Re: Merge algorithms for large numbers of "tapes"

From: Simon Riggs <simon(at)2ndquadrant(dot)com>
To: Tom Lane <tgl(at)sss(dot)pgh(dot)pa(dot)us>
Cc: pgsql-hackers(at)postgreSQL(dot)org
Subject: Re: Merge algorithms for large numbers of "tapes"
Date: 2006-03-08 16:35:04
Message-ID: 1141835704.27729.749.camel@localhost.localdomain
Views: Raw Message | Whole Thread | Download mbox | Resend email
Thread:
Lists: pgsql-hackers

On Wed, 2006-03-08 at 10:21 -0500, Tom Lane wrote:
> Simon Riggs <simon(at)2ndquadrant(dot)com> writes:
> > 1. Earlier we had some results that showed that the heapsorts got slower
> > when work_mem was higher and that concerns me most of all right now.
>
> Fair enough, but that's completely independent of the merge algorithm.
> (I don't think the Nyberg results necessarily apply to our situation
> anyway, as we are not sorting arrays of integers, and hence the cache
> effects are far weaker for us.
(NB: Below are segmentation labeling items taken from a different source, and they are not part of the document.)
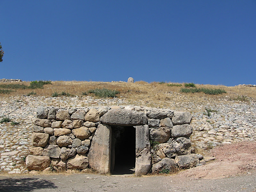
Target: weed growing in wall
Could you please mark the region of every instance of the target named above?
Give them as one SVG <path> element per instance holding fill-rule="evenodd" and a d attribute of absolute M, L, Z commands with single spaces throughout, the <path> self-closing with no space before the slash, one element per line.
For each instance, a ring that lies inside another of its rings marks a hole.
<path fill-rule="evenodd" d="M 1 118 L 1 120 L 0 120 L 0 123 L 8 123 L 10 122 L 11 120 L 12 119 L 10 118 L 9 116 L 4 116 Z"/>
<path fill-rule="evenodd" d="M 198 93 L 203 92 L 206 94 L 209 95 L 219 95 L 223 93 L 226 93 L 227 92 L 223 89 L 208 89 L 207 88 L 181 88 L 180 92 L 183 93 Z"/>
<path fill-rule="evenodd" d="M 116 95 L 120 93 L 119 91 L 116 90 L 112 90 L 105 88 L 103 89 L 97 88 L 94 89 L 90 89 L 87 92 L 89 93 L 93 93 L 96 96 L 104 98 L 116 97 Z"/>
<path fill-rule="evenodd" d="M 193 83 L 185 83 L 184 86 L 186 87 L 196 87 L 196 85 Z"/>
<path fill-rule="evenodd" d="M 182 84 L 166 84 L 167 86 L 169 87 L 181 87 L 182 86 Z"/>

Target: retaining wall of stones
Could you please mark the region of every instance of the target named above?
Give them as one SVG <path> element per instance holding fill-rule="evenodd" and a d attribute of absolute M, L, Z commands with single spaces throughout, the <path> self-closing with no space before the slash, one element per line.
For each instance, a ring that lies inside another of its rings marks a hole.
<path fill-rule="evenodd" d="M 191 154 L 189 137 L 193 131 L 189 124 L 192 116 L 189 113 L 130 106 L 122 108 L 38 108 L 32 147 L 26 160 L 27 168 L 98 168 L 102 156 L 111 150 L 111 139 L 108 138 L 111 137 L 108 132 L 111 126 L 136 129 L 135 175 L 136 172 L 139 175 L 178 167 L 190 168 L 199 163 L 198 156 Z M 111 172 L 110 164 L 104 166 L 99 168 L 100 172 Z"/>

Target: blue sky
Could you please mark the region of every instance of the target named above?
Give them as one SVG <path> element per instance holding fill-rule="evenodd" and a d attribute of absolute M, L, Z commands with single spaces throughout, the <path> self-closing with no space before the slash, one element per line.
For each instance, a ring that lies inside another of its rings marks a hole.
<path fill-rule="evenodd" d="M 256 84 L 256 1 L 0 0 L 0 78 Z"/>

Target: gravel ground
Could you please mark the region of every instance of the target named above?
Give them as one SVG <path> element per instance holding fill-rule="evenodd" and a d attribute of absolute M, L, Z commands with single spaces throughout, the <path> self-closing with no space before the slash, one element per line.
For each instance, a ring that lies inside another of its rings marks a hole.
<path fill-rule="evenodd" d="M 154 103 L 143 100 L 128 101 L 124 98 L 95 99 L 87 97 L 45 97 L 18 96 L 0 98 L 0 116 L 9 116 L 20 123 L 0 124 L 0 154 L 13 151 L 17 155 L 0 156 L 0 173 L 28 171 L 23 159 L 31 146 L 33 121 L 36 108 L 79 107 L 103 105 L 129 105 L 145 107 L 163 106 L 174 110 L 190 111 L 193 115 L 191 124 L 194 131 L 191 136 L 196 148 L 207 149 L 227 144 L 256 140 L 256 101 L 252 99 L 241 102 L 223 97 L 191 98 L 178 93 L 164 93 L 169 99 Z M 205 109 L 214 110 L 208 115 Z"/>
<path fill-rule="evenodd" d="M 216 180 L 181 179 L 176 176 L 121 177 L 87 174 L 0 176 L 0 191 L 252 192 L 256 191 L 256 173 Z"/>

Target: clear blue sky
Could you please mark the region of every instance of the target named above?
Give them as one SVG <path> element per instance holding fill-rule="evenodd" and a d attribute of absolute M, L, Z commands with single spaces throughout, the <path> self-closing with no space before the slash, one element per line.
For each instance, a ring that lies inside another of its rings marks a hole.
<path fill-rule="evenodd" d="M 256 84 L 256 1 L 0 0 L 0 78 Z"/>

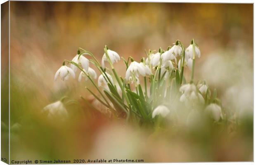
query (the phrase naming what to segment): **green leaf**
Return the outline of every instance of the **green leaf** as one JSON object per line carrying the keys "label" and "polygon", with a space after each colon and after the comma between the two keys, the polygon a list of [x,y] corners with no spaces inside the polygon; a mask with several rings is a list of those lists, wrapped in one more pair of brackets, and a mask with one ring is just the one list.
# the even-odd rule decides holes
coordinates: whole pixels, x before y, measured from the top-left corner
{"label": "green leaf", "polygon": [[144,94],[143,94],[143,91],[142,90],[142,88],[141,88],[141,86],[140,84],[138,86],[139,88],[139,94],[140,94],[140,96],[141,97],[142,99],[143,100],[145,100],[145,97],[144,97]]}
{"label": "green leaf", "polygon": [[112,103],[113,103],[115,108],[117,110],[120,110],[120,109],[121,109],[125,111],[126,114],[128,113],[127,110],[123,106],[121,103],[119,102],[113,96],[112,96],[111,93],[109,93],[108,91],[106,90],[104,90],[104,93],[105,93],[106,95],[109,98],[109,100],[110,100]]}
{"label": "green leaf", "polygon": [[103,102],[103,101],[102,101],[99,98],[99,97],[98,97],[97,96],[96,96],[94,93],[93,93],[93,92],[92,92],[89,89],[89,88],[85,87],[85,88],[87,89],[87,90],[88,90],[89,91],[89,92],[90,92],[93,95],[93,96],[94,96],[94,97],[95,97],[98,100],[99,100],[99,101],[100,102],[100,103],[101,104],[103,104],[106,107],[107,107],[107,108],[109,108],[109,106],[106,104],[105,104],[104,102]]}
{"label": "green leaf", "polygon": [[179,70],[177,69],[176,70],[176,76],[175,77],[175,80],[176,82],[176,87],[177,89],[179,88],[180,86],[180,73],[179,73]]}

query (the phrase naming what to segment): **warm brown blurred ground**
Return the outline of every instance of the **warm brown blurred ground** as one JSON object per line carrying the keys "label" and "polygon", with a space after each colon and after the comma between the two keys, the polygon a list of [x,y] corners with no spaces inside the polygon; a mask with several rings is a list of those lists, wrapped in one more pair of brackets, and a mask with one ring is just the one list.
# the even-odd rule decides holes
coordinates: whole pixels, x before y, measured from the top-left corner
{"label": "warm brown blurred ground", "polygon": [[[87,96],[88,93],[84,87],[90,85],[78,83],[77,73],[76,80],[65,82],[53,80],[55,72],[63,60],[71,59],[79,47],[92,52],[99,60],[101,59],[103,47],[106,45],[121,56],[127,58],[132,56],[135,60],[139,60],[145,56],[145,49],[157,50],[160,47],[166,49],[177,39],[187,46],[191,40],[194,38],[202,54],[201,58],[197,62],[198,66],[203,63],[209,54],[220,50],[240,51],[246,52],[243,55],[248,57],[249,61],[251,60],[249,65],[252,69],[252,4],[11,1],[10,9],[12,124],[22,121],[27,123],[28,121],[32,121],[34,124],[34,120],[37,120],[36,116],[40,116],[38,112],[44,106],[64,96],[80,101],[79,96]],[[125,68],[123,62],[120,61],[115,66],[119,68],[119,72],[124,75]],[[222,85],[217,85],[220,87]],[[83,109],[86,110],[86,107]],[[99,125],[103,124],[102,122],[104,123],[102,121],[104,120],[97,118],[88,122],[81,120],[76,118],[75,122],[69,121],[70,123],[66,124],[69,128],[73,126],[77,129],[69,132],[70,134],[68,135],[69,132],[62,130],[61,127],[53,128],[49,125],[45,127],[50,130],[47,128],[40,130],[43,133],[25,132],[26,133],[24,135],[27,133],[32,137],[26,139],[23,137],[24,142],[21,145],[23,149],[27,151],[21,154],[14,146],[11,152],[16,158],[29,156],[52,158],[64,157],[67,155],[71,157],[78,153],[80,153],[79,158],[88,155],[95,156],[93,154],[99,152],[95,148],[96,150],[92,151],[93,143],[88,141],[94,141],[93,135],[98,134],[95,132],[101,127]],[[45,123],[42,124],[40,120],[37,122],[39,125],[38,128],[43,129]],[[92,128],[89,126],[95,127]],[[114,132],[115,128],[113,131],[110,127],[110,132]],[[49,132],[51,131],[52,134],[49,134]],[[130,132],[130,130],[128,131]],[[123,133],[119,136],[127,135],[127,132]],[[62,140],[51,137],[59,136]],[[140,137],[145,138],[147,136],[144,135]],[[242,137],[239,138],[241,141],[244,141]],[[251,153],[248,154],[249,156],[242,155],[241,158],[233,157],[231,155],[219,155],[220,148],[216,149],[217,151],[207,150],[206,153],[203,153],[204,150],[202,148],[206,149],[212,146],[206,145],[204,148],[199,145],[194,147],[193,145],[196,145],[194,144],[190,146],[183,144],[184,145],[183,147],[175,144],[177,141],[183,144],[182,139],[172,139],[172,142],[165,146],[168,137],[165,138],[164,141],[157,140],[157,144],[153,146],[162,151],[159,151],[163,153],[161,157],[158,158],[156,156],[152,156],[153,150],[139,150],[145,154],[143,156],[148,158],[149,161],[163,162],[250,160],[252,156]],[[139,140],[136,140],[137,142]],[[150,140],[148,140],[145,145],[151,144]],[[213,141],[209,140],[207,142],[214,143],[214,139]],[[42,144],[45,141],[47,144]],[[239,143],[234,139],[230,141]],[[33,146],[38,142],[41,144],[38,144],[40,147],[36,150]],[[124,145],[122,141],[119,142],[120,145]],[[232,146],[230,143],[227,145]],[[64,144],[69,144],[66,146],[69,148],[65,147]],[[240,144],[238,149],[232,150],[234,155],[238,149],[247,150],[244,145]],[[144,146],[140,145],[138,146]],[[184,149],[186,147],[189,148]],[[223,146],[221,149],[226,153],[228,148]],[[88,151],[88,148],[92,149],[91,152]],[[136,149],[129,148],[133,151]],[[141,147],[140,149],[142,148],[144,148]],[[146,150],[145,148],[147,148],[144,149]],[[176,153],[177,156],[170,157],[166,153],[174,153],[173,148],[183,153],[183,156],[178,157],[180,155]],[[73,153],[67,152],[69,150]],[[193,153],[197,156],[193,156]]]}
I don't mind trying alternate sort
> algorithms, but I'm not going to believe an improvement in advance of
> direct evidence in our own environment.)

Of course, this would be prototyped first...and I agree about possible
variability of those results for us.

> > 2. Improvement in the way we do overall memory allocation, so we would
> > not have the problem of undersetting work_mem that we currently
> > experience. If we solved this problem we would have faster sorts in
> > *all* cases, not just extremely large ones. Dynamically setting work_mem
> > higher when possible would be very useful.
>
> I think this would be extremely dangerous, as it would encourage
> processes to take more than their fair share of available resources.

Fair share is the objective. I was trying to describe the general case
so we could discuss a solution that would allow a dynamic approach
rather than the static one we have now.

Want to handle these cases: "How much to allocate, when..."
A. we have predicted number of users
B. we have a busy system - more than predicted number of users
C. we have a quiet system - less than predicted number of users

In B/C we have to be careful that we don't under/overallocate resources
only to find the situation changes immediately afterwards.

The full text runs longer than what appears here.